CISA published a “Cybersecurity Information Sheet on AI Data Security” that discusses AI data supply chain security, methods to protect against maliciously modified data, and the mediation of AI data drift risks. Credit unions can use this resource to help aid in the establishment of data security frameworks that protect sensitive member information, AI system integrity, and to maintain the accuracy of AI driven decisions that are critical to serving members effectively.
Deploying AI Systems Securely
The U.S. Department of Homeland Security’s Cybersecurity and Infrastructure Security Agency (CISA) also published an additional document, “Deploying AI Systems Securely”, that may serve as a resource for credit unions. The document provides comprehensive security methods for deploying and operating AI systems developed by external entities. As credit unions explore AI technologies for enhanced member services, fraud detection, and operational efficiency, this resource offers some critical cybersecurity considerations specific to AI system deployment and maintenance.
The document addresses the unique security challenges that AI systems may present, including the protection of model weights, secure API implementation, and continuous monitoring protocols. Credit unions can leverage this resource to help establish AI security frameworks that protect sensitive member data and maintain system integrity.
AI Uses and Opportunities in Financial Services
The U.S. Department of the Treasury published a report examining both traditional AI applications and emerging generative AI technologies. This report, “Artificial Intelligence in Financial Services”, addresses critical areas including data privacy and security standards, bias and explainability challenges, consumer protection considerations, concentration risks, and third-party vendor management.

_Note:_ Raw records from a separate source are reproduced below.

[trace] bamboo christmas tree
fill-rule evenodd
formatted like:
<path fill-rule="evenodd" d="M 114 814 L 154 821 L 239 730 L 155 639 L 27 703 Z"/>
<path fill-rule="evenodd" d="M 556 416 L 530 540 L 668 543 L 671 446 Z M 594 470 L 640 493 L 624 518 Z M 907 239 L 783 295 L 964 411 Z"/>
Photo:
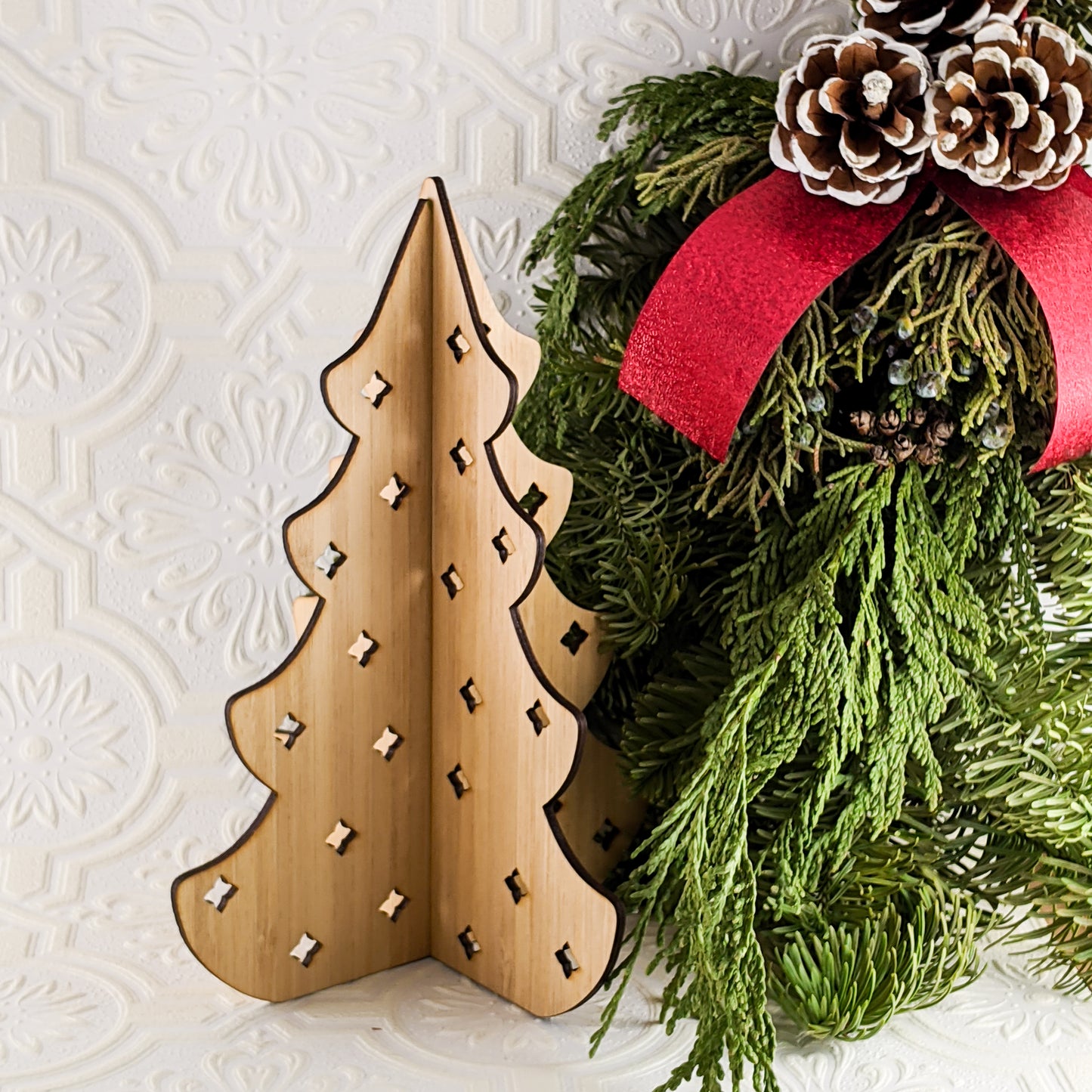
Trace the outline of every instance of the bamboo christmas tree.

Credit unions can leverage this resource to better understand the regulatory landscape, implementation best practices, and risk mitigation strategies as they evaluate AI technologies.
AI Specific Fraud Risks
The U.S. Department of the Treasury’s Financial Crimes Enforcement Network (FinCEN) published a report on “Fraud Schemes Involving Deepfake Media Targeting Financial Institutions”. This report may provide credit unions with information on how to identify fraudulent activities involving AI and generated deep fake content. This resource addresses the growing threat of criminals using AI tools to create fake identity documents, photos, and videos to circumvent customer verification processes and commit fraud. The resource includes specific red flag indicators to help credit unions detect suspicious deep fake activity and includes best practices for strengthening identity verification procedures.
Credit unions can use this resource to enhance their fraud detection capabilities, protect members from sophisticated AI enabled scams, and ensure proper reporting of suspicious activities involving deep fake media to support broader efforts in combating financial crimes.